If you’re looking for how to clean vinyl records, you’ve come to the right place. Maintaining clean records is just as important for good sound as having quality equipment. This article's goal is to show you how to properly clean your precious custom vinyl records to get the finest possible sound from them. Here are the three key ways to do so!
A vacuum-powered vinyl record cleaner is arguably the greatest method for thoroughly cleaning vinyl records. It minimizes pressure and direct contact with the delicate record while sucking up the dirt and dust that have embedded themselves in the grooves of the vinyl.
The Record Doctor V Record Cleaning Machine offers the best value for your money out of all the vacuum cleaners designed specifically to clean vinyl records.
Though most expensive, this method of cleaning is worth the investment especially if you want to protect treasured pieces like a rare vintage record or a custom made vinyl record.
You can choose to go with a record washer instead of a record vacuum if you prefer a more affordable option.
The Spin Clean beginning kit is what we'd recommend. It's a manual device with brushes and rollers that cleans your recordings with an accompanying solution. You simply need to place the record into the cleaner, rotate it a few times by hand, and you're finished.

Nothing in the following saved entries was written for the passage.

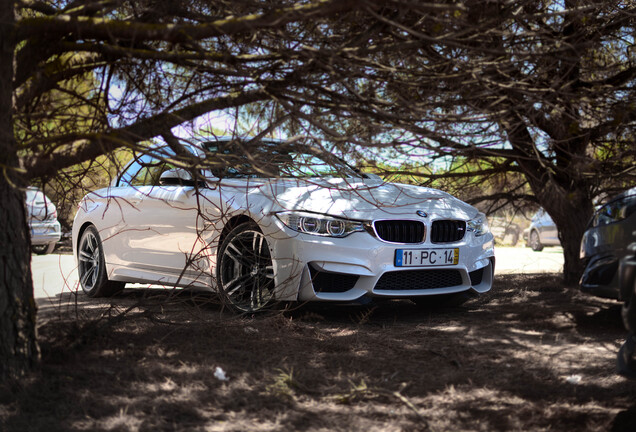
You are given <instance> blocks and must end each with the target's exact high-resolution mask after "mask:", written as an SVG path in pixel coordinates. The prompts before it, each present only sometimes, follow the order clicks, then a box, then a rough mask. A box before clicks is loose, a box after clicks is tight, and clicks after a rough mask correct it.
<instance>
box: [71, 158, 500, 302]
mask: <svg viewBox="0 0 636 432" xmlns="http://www.w3.org/2000/svg"><path fill="white" fill-rule="evenodd" d="M191 151H192V152H194V153H197V155H198V156H199V157H203V153H202V151H201V150H200V149H199V148H198V147H196V146H194V147H193V148H191ZM203 176H204V177H205V178H206V179H207V181H206V184H205V185H200V186H196V187H195V186H194V185H142V186H122V185H121V182H122V181H123V179H124V178H126V174H124V175H123V176H120V177H121V180H120V179H116V180H115V181H114V182H113V184H112V185H111V186H110V187H108V188H105V189H101V190H98V191H95V192H92V193H89V194H88V195H87V196H85V197H84V198H83V200H82V201H81V203H80V205H79V211H78V213H77V215H76V217H75V221H74V225H73V248H74V254H75V256H76V257H77V256H78V245H79V241H80V238H81V237H82V233H83V231H84V230H85V229H86V227H87V226H89V225H93V226H94V227H95V228H96V229H97V231H98V232H99V237H100V238H101V242H102V247H103V254H104V258H105V260H104V261H105V266H106V274H107V278H108V280H109V281H118V282H137V283H151V284H162V285H165V286H179V287H187V286H196V287H202V288H206V289H215V286H216V280H215V279H216V278H215V268H216V262H217V258H218V257H217V253H218V250H219V246H220V244H221V242H222V241H223V239H221V236H222V235H225V234H227V232H228V230H229V228H228V227H229V226H235V225H236V224H237V223H238V222H244V221H248V220H249V221H253V223H255V224H257V225H258V228H259V229H260V231H261V232H262V233H263V234H264V236H265V239H266V241H267V245H268V247H269V251H270V254H271V257H272V266H273V278H274V284H275V290H274V298H275V299H276V300H284V301H311V300H324V301H355V300H358V299H361V298H362V297H365V296H371V297H385V298H400V297H401V298H413V297H419V296H430V295H438V294H452V293H460V292H464V291H470V292H475V293H483V292H486V291H488V290H490V288H491V287H492V282H493V274H494V241H493V236H492V234H490V232H488V231H487V222H486V218H485V216H484V215H483V214H481V213H479V212H478V211H477V210H476V209H475V208H473V207H472V206H470V205H468V204H466V203H464V202H462V201H460V200H458V199H456V198H454V197H452V196H451V195H449V194H447V193H445V192H441V191H439V190H435V189H429V188H423V187H417V186H411V185H404V184H392V183H385V182H383V181H382V180H381V179H379V178H377V177H375V176H374V177H372V178H362V176H361V177H359V178H346V179H343V178H330V179H320V178H302V179H300V178H297V179H290V178H288V179H285V178H225V179H222V180H219V179H218V178H216V177H214V176H213V175H212V173H211V172H203ZM186 177H187V176H186ZM290 211H292V212H304V213H302V214H304V215H307V214H309V215H310V216H311V215H317V216H318V217H322V216H325V215H326V216H332V217H337V218H342V219H346V220H351V221H354V222H355V223H356V224H358V225H356V226H357V227H358V229H359V227H360V226H364V230H359V231H356V232H351V233H350V234H348V235H346V236H343V237H330V236H326V235H315V234H308V233H303V232H298V231H295V230H293V229H291V228H290V227H288V226H287V225H286V224H285V223H284V222H283V219H284V218H283V219H281V218H282V216H281V214H282V212H290ZM294 214H295V213H294ZM294 217H295V216H294ZM303 217H305V216H303ZM476 219H477V220H482V221H483V223H484V224H486V225H485V226H486V229H485V230H484V232H476V231H474V230H471V228H470V226H471V225H470V223H469V222H470V221H474V220H476ZM303 220H305V219H303ZM380 221H388V222H384V223H383V222H380ZM405 221H406V222H405ZM409 221H411V222H409ZM438 221H451V222H438ZM466 223H469V225H466ZM382 224H384V225H386V226H388V228H387V229H391V228H392V227H393V225H395V226H396V227H398V228H399V226H398V225H400V224H402V225H400V226H408V227H410V226H411V225H415V226H419V225H423V227H424V228H425V233H426V234H425V237H423V238H422V239H420V240H421V241H417V242H414V243H401V242H393V241H387V240H386V234H378V226H380V225H382ZM434 224H436V226H437V225H440V226H442V228H444V229H446V231H448V229H451V230H453V229H459V230H461V229H462V226H463V227H464V228H463V229H464V232H463V233H459V234H461V238H460V239H458V240H456V241H449V242H437V243H434V242H432V240H431V235H432V234H431V233H432V231H433V228H432V226H433V225H434ZM449 227H450V228H449ZM442 228H440V229H442ZM396 229H397V228H396ZM399 229H404V228H399ZM409 229H410V228H409ZM438 231H439V229H438ZM459 234H457V233H455V234H453V233H451V234H450V235H451V237H453V238H455V237H458V235H459ZM381 235H383V236H384V237H385V240H383V239H382V238H380V236H381ZM404 250H406V251H407V254H408V251H411V252H412V253H414V254H416V255H417V257H418V258H420V257H422V256H424V255H423V252H424V254H426V255H427V258H426V260H425V261H424V262H422V263H421V265H420V266H415V267H404V266H398V265H397V261H396V254H403V253H404V252H400V251H404ZM453 252H454V253H455V254H458V257H455V258H454V262H450V261H449V262H450V264H446V265H439V264H440V263H439V261H438V258H437V254H438V253H439V254H442V253H446V254H447V255H448V254H451V255H452V253H453ZM405 256H407V255H405ZM447 259H448V258H447ZM450 260H451V261H452V260H453V259H452V258H450ZM425 273H426V274H425ZM449 278H450V280H449ZM431 279H432V281H431Z"/></svg>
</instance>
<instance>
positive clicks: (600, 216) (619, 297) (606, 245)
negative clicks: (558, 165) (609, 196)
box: [580, 187, 636, 299]
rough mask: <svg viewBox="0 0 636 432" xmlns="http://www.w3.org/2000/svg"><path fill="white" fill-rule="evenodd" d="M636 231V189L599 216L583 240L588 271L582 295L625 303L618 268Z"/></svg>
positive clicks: (630, 191)
mask: <svg viewBox="0 0 636 432" xmlns="http://www.w3.org/2000/svg"><path fill="white" fill-rule="evenodd" d="M634 231H636V187H634V188H631V189H628V190H627V191H625V192H623V193H621V194H619V195H617V196H616V197H614V198H613V199H612V200H610V201H609V202H608V203H607V204H605V205H603V206H601V207H600V208H599V209H598V210H597V211H596V212H595V213H594V216H593V217H592V219H591V220H590V223H589V225H588V228H587V230H586V231H585V233H584V234H583V238H582V240H581V259H582V260H583V262H584V264H585V270H584V272H583V276H582V277H581V282H580V286H581V291H583V292H587V293H590V294H593V295H596V296H599V297H607V298H615V299H621V297H620V290H619V277H618V268H619V263H620V261H621V259H622V258H624V257H625V256H627V255H628V253H629V250H628V246H629V245H630V243H633V242H634V240H635V238H634V237H633V232H634Z"/></svg>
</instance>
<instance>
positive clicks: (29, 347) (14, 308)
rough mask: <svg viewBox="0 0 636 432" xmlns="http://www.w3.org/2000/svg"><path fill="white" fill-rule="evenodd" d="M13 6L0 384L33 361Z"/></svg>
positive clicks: (8, 65) (9, 100)
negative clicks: (13, 57) (14, 108)
mask: <svg viewBox="0 0 636 432" xmlns="http://www.w3.org/2000/svg"><path fill="white" fill-rule="evenodd" d="M14 19H15V18H14V4H13V1H3V2H0V41H1V43H0V203H2V204H1V205H0V221H2V222H1V223H0V380H5V379H6V378H17V377H20V376H23V375H24V374H25V373H27V372H28V371H29V370H31V369H32V368H33V367H34V366H35V365H36V364H37V362H38V360H39V350H38V345H37V339H36V330H35V312H36V307H35V301H34V299H33V283H32V280H31V253H30V244H31V241H30V232H29V228H28V224H27V220H26V208H25V205H24V190H23V187H24V185H23V184H22V181H21V178H20V177H21V176H20V175H19V172H18V166H19V165H18V149H17V145H16V142H15V139H14V136H13V122H12V82H13V56H14V51H15V43H14V42H13V41H12V38H11V33H12V29H13V25H14Z"/></svg>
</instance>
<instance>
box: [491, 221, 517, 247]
mask: <svg viewBox="0 0 636 432" xmlns="http://www.w3.org/2000/svg"><path fill="white" fill-rule="evenodd" d="M488 222H489V224H490V232H491V233H492V235H493V236H494V237H495V243H496V244H500V245H501V244H507V245H510V246H516V245H517V243H518V242H519V238H520V237H521V234H522V231H521V227H520V226H519V225H518V224H516V223H514V222H513V221H511V220H510V219H508V218H505V217H501V216H494V217H489V218H488Z"/></svg>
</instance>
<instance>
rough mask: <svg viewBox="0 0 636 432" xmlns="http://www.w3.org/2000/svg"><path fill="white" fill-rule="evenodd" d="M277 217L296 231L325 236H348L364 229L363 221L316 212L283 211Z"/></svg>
mask: <svg viewBox="0 0 636 432" xmlns="http://www.w3.org/2000/svg"><path fill="white" fill-rule="evenodd" d="M276 217H277V218H278V219H280V221H281V222H282V223H284V224H285V226H287V227H289V228H291V229H293V230H294V231H298V232H301V233H305V234H313V235H318V236H323V237H346V236H348V235H349V234H351V233H352V232H356V231H364V226H363V223H362V222H359V221H352V220H348V219H341V218H335V217H331V216H324V215H320V214H315V213H304V212H283V213H277V214H276Z"/></svg>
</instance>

Additionally, it's a wonderful way to deep-clean extremely soiled vinyl records.
If you don't wish to purchase a costly washer or vacuum, the best way to clean vinyl records is simply by hand. With just a brush, some cleaning solution, and a microfiber cloth, you can effortlessly clean your records by hand. There are only four easy steps to cleaning vinyl records when you're on a budget and at home:
Get yourself a record brush, and start by using it to lightly brush the record's surface in a circular motion (always follow the grooves).
You want to pick up larger pieces of dust and debris from the record, but you don't want to damage the grooves, so don't apply too much pressure here.

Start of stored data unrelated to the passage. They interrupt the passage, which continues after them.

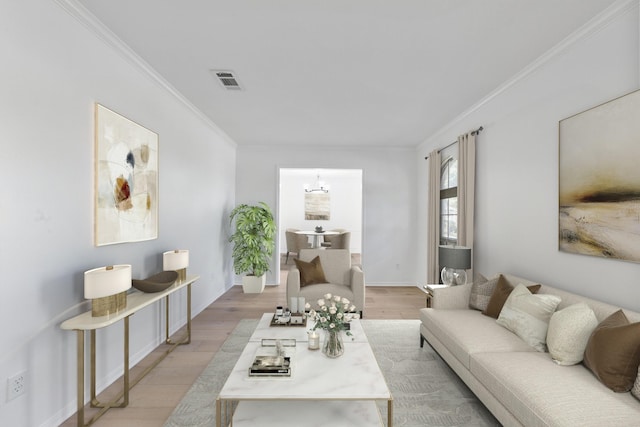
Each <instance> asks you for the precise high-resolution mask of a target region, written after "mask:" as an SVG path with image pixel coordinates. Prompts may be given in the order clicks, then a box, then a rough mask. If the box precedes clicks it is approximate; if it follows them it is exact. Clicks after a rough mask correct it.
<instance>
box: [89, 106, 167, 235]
mask: <svg viewBox="0 0 640 427" xmlns="http://www.w3.org/2000/svg"><path fill="white" fill-rule="evenodd" d="M94 205H95V225H94V226H95V233H94V235H95V244H96V246H103V245H110V244H115V243H124V242H139V241H144V240H151V239H156V238H157V237H158V134H156V133H154V132H152V131H150V130H148V129H146V128H144V127H142V126H140V125H139V124H137V123H134V122H132V121H131V120H129V119H127V118H125V117H123V116H121V115H119V114H117V113H115V112H113V111H111V110H109V109H108V108H106V107H104V106H102V105H100V104H96V105H95V202H94Z"/></svg>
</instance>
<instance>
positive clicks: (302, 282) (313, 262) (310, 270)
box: [293, 256, 327, 287]
mask: <svg viewBox="0 0 640 427" xmlns="http://www.w3.org/2000/svg"><path fill="white" fill-rule="evenodd" d="M293 261H295V263H296V267H298V270H299V271H300V287H303V286H307V285H313V284H316V283H327V279H326V278H325V277H324V270H323V269H322V264H321V263H320V257H319V256H317V257H315V258H314V259H312V260H311V262H306V261H301V260H299V259H295V258H294V260H293Z"/></svg>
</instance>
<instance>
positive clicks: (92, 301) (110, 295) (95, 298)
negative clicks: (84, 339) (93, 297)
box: [91, 291, 127, 317]
mask: <svg viewBox="0 0 640 427" xmlns="http://www.w3.org/2000/svg"><path fill="white" fill-rule="evenodd" d="M126 307H127V291H122V292H120V293H118V294H115V295H109V296H108V297H102V298H94V299H92V300H91V317H100V316H107V315H109V314H115V313H117V312H119V311H121V310H124V309H125V308H126Z"/></svg>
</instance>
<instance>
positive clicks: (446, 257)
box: [438, 246, 471, 286]
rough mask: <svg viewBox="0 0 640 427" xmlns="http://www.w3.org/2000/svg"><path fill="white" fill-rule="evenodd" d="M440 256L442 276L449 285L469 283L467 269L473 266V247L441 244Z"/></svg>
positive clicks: (446, 282)
mask: <svg viewBox="0 0 640 427" xmlns="http://www.w3.org/2000/svg"><path fill="white" fill-rule="evenodd" d="M438 257H439V261H440V265H441V266H442V271H441V272H440V278H441V279H442V283H444V284H445V285H447V286H457V285H464V284H466V283H467V271H466V270H468V269H470V268H471V248H466V247H464V246H440V247H439V250H438Z"/></svg>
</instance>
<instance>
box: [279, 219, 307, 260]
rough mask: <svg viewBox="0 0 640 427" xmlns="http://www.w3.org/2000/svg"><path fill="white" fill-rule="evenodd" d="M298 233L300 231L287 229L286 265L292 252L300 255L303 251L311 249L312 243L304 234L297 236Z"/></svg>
mask: <svg viewBox="0 0 640 427" xmlns="http://www.w3.org/2000/svg"><path fill="white" fill-rule="evenodd" d="M296 231H300V230H298V229H297V228H287V229H286V230H285V232H284V235H285V237H286V240H287V257H286V259H285V261H284V263H285V264H287V263H288V262H289V254H290V253H291V252H293V253H295V254H296V255H300V250H301V249H306V248H310V247H311V243H309V239H308V238H307V236H305V235H304V234H297V233H296Z"/></svg>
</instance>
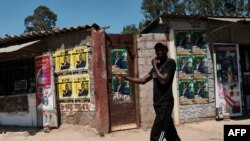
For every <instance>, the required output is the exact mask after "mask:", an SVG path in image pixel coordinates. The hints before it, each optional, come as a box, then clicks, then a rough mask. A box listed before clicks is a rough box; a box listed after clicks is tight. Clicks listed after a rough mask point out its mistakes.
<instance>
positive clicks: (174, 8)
mask: <svg viewBox="0 0 250 141" xmlns="http://www.w3.org/2000/svg"><path fill="white" fill-rule="evenodd" d="M141 10H142V13H143V15H144V19H142V21H141V22H140V23H139V27H138V29H139V30H142V29H144V28H145V27H147V26H148V25H149V24H150V23H151V22H152V21H154V19H156V18H157V17H158V16H160V15H161V14H163V13H166V14H173V15H199V16H221V17H225V16H236V17H242V16H246V15H247V14H248V0H143V1H142V5H141Z"/></svg>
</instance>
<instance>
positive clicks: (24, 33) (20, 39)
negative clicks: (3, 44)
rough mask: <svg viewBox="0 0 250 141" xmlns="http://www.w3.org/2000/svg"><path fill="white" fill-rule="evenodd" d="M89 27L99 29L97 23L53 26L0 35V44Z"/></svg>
mask: <svg viewBox="0 0 250 141" xmlns="http://www.w3.org/2000/svg"><path fill="white" fill-rule="evenodd" d="M90 28H95V29H97V30H98V29H99V28H100V27H99V25H97V24H95V23H94V24H92V25H91V26H89V25H84V26H76V27H69V28H62V29H60V28H55V29H53V30H51V31H40V32H35V31H33V32H28V33H23V34H21V35H14V36H11V35H7V34H6V35H5V37H0V46H1V45H3V44H7V43H12V42H17V41H24V40H29V39H31V40H32V39H36V38H41V37H46V36H51V35H55V34H61V33H66V32H72V31H78V30H86V29H90Z"/></svg>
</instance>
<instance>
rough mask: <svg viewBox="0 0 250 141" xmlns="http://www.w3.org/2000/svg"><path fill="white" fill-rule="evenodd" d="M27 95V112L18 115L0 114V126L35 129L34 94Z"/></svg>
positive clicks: (34, 102)
mask: <svg viewBox="0 0 250 141" xmlns="http://www.w3.org/2000/svg"><path fill="white" fill-rule="evenodd" d="M27 95H28V106H29V111H28V112H18V113H6V112H5V113H1V112H0V125H16V126H30V127H37V112H36V94H35V93H32V94H27Z"/></svg>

Move on to the following steps for a deeper clean, especially if you purchased the record used, it has been sitting in storage for a while, or it simply looks noticeably dirty.
We don't advise mixing water and dish soap, even though some people do. Instead, we advise using a cleaning agent made specifically for vinyl records.
However, we advise staying away from any that include isopropyl alcohol. While it will remove the grime from your record, many claim that, over time, it will also harm the vinyl's protective layer. If you must use an isopropyl alcohol-containing solution, do so sparingly.
To remove any remaining soap residue, repeat this process one more time using only deionized water.